「10円パン」に大行列! “韓国を真似ればヒット”の法則は本当かスピン経済の歩き方(3/6 ページ)

» 2023年02月14日 09時48分 公開
[窪田順生ITmedia]

ドラマ『六本木クラス』もヒット

 「韓国メーカーが日本のお菓子をパクった」なんて話が出ると、大騒ぎをして「盗作文化」「恥を知れ」なんて親の仇(かたき)のようにディスる日本人も多いが、日本も実は韓国のヒット商品はなんの遠慮もなく真似ている現実があるのだ。

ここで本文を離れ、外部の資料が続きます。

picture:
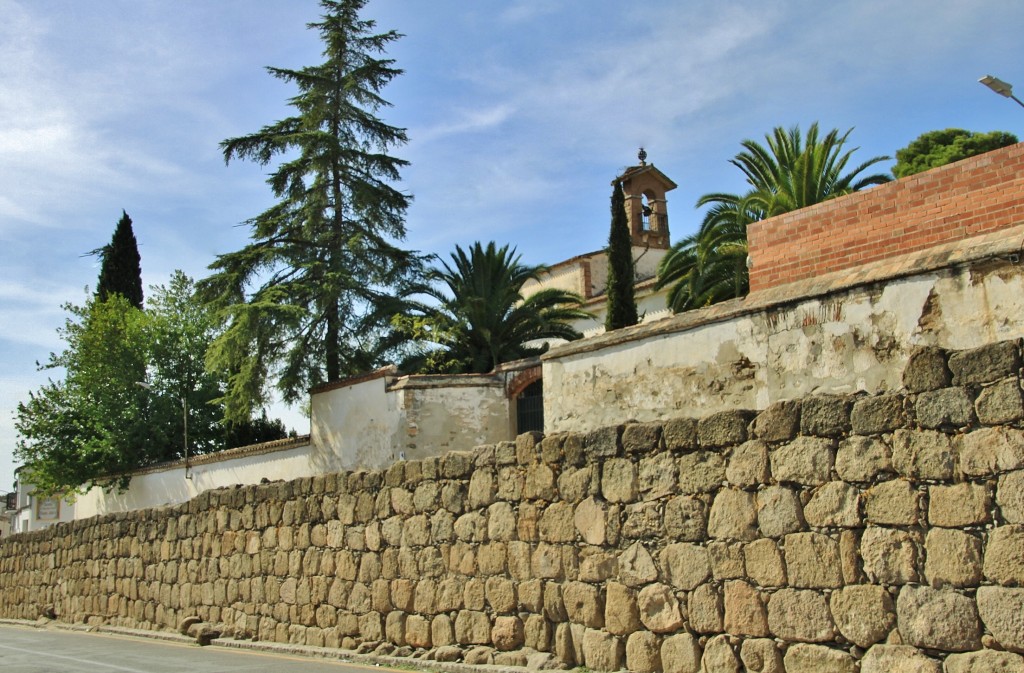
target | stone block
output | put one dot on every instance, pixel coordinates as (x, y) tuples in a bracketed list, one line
[(863, 458), (763, 561), (984, 661), (803, 658), (472, 628), (864, 614), (898, 659), (643, 520), (482, 488), (960, 505), (622, 617), (659, 610), (537, 633), (685, 565), (890, 555), (657, 475), (801, 616), (685, 518), (619, 480), (636, 566), (952, 558), (681, 654), (984, 365), (1010, 497), (946, 408), (574, 485), (680, 434), (726, 559), (806, 461), (812, 561), (1001, 610), (927, 370), (990, 451), (836, 504), (894, 502), (779, 511), (540, 482), (584, 604), (825, 416), (602, 652), (719, 657), (596, 565), (938, 619), (748, 464), (508, 633), (733, 515), (878, 414), (701, 471), (556, 522), (706, 611), (1004, 554), (723, 428), (1000, 403), (641, 437), (779, 422), (603, 443), (923, 454), (643, 653), (744, 610), (761, 656)]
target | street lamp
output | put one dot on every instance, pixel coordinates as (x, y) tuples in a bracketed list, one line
[(1003, 88), (184, 421)]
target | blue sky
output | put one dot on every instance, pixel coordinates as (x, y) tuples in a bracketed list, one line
[(519, 114)]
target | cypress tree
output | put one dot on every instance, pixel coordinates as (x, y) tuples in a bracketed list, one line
[(121, 271), (622, 306)]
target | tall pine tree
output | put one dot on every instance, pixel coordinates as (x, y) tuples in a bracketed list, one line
[(303, 299), (121, 270), (622, 307)]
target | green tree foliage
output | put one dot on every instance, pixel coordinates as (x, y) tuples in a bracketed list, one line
[(302, 300), (936, 149), (790, 172), (98, 422), (476, 318), (93, 425), (121, 270), (622, 305)]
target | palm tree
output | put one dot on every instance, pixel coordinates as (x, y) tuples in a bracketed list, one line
[(790, 172), (478, 319)]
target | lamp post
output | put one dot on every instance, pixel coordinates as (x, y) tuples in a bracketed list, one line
[(1003, 88), (184, 422)]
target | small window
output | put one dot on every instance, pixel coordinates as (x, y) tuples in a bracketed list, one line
[(529, 408)]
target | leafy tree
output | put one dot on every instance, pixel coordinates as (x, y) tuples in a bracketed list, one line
[(95, 424), (98, 422), (121, 270), (936, 149), (478, 319), (622, 303), (302, 300), (790, 172)]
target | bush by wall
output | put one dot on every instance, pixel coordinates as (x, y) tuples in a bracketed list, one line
[(817, 535)]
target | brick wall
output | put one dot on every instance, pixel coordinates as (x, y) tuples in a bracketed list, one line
[(952, 203)]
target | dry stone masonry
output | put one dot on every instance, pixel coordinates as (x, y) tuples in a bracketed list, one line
[(830, 534)]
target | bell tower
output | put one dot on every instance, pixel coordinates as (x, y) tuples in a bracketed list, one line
[(646, 208)]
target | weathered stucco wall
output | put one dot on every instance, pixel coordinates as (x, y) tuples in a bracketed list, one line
[(828, 533), (836, 334), (375, 420)]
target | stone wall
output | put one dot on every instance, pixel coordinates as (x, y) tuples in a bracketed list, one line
[(829, 533)]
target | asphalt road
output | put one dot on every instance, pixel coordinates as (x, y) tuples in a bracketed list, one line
[(26, 649)]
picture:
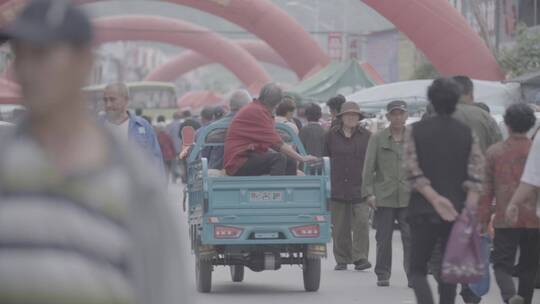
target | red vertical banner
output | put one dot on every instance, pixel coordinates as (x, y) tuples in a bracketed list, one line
[(335, 45), (354, 46)]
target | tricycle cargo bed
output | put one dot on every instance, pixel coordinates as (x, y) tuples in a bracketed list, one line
[(277, 194)]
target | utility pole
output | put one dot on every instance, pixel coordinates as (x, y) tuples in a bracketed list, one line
[(482, 24)]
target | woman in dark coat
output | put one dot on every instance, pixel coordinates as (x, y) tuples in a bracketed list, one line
[(445, 168)]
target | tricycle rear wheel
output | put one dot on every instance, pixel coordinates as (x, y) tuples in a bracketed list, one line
[(203, 274), (237, 273), (312, 274)]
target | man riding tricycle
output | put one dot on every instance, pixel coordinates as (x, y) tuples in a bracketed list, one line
[(261, 221)]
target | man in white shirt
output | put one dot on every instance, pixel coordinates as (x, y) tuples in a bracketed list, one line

 これは「食」だけではない。例えば、20年に世界的に話題になった韓国の人気ドラマ『梨泰院クラス』が分かりやすい。かつての日本映画は、スピルバーグやタランティーノなど欧米の監督たちにも多大な影響を与えた。そういう気概があるのならば、「よっしゃ、日本でも梨泰院クラスを超えるようないい作品をつくろう」なんて声が上がりそうなものだが、日本のテレビ局はあっさりとこの成功モデルを「流用」することにした。

 そう、テレビ朝日系ドラマ『六本木クラス』だ。

 同局ではだいぶ昔に日本でも社会現象になった米国のドラマ『24』を、いまさらながらリメイクした『24 JAPAN』が大コケした前科があるので、放送前から「失敗しそう」との声が相次いだ。

ドラマ『六本木クラス』も人気

 しかし、フタを開ければ『六本木クラス』はスマッシュヒット。重要キャストの1人が、銀座ホステスへの性加害行為で降板するなどのゴタゴタがあったにもかかわらず、全話平均視聴率は9.34%で、この期間のドラマの中では3位で終わった。同局の担当者たちは「いやあ、やっぱりなりふり構わず真似てよかった」と胸をなで下ろしているはずだ。

 この傾向は、日本が誇る「アイドル文化」でも見られる。最近、男性アイドルグループのビジュアルやダンスを見た後に、BTSや&TEAM(エンティーム)、THE BOYZ(ザボーイズ)などを見れば、瓜二つであることに気付くはずだ。

 これはよく言う「おじさんには若い子の顔は全部同じに見える」的な話ではなく、ヒットの法則にのっとって、日本のエンタメ業界が確信犯的に、韓国アイドルを模倣している。

 分かりやすいのが、デビューから6作連続「シングル」1位という輝かしい記録を持っている人気男性アイドルグループ「JO1(ジェイオーワン)」だ。メンバーはみな日本人だが、彼らは韓国アイドルグループが経験したような、韓国式のオーディション番組で結成され、同じく韓国式のレッスンを受けてデビューをした。

 なぜかというと、彼らが所属しているのは、吉本興業と韓国のエンターテインメント企業「CJ ENM(シージェイ・イーエヌエム)」の合弁会社だからだ。つまり、どう言い訳をしようが、BTSに代表される韓国男性アイドルでの成功モデルを真似たいという思いのもとで、このプロジェクトは始まっているのだ。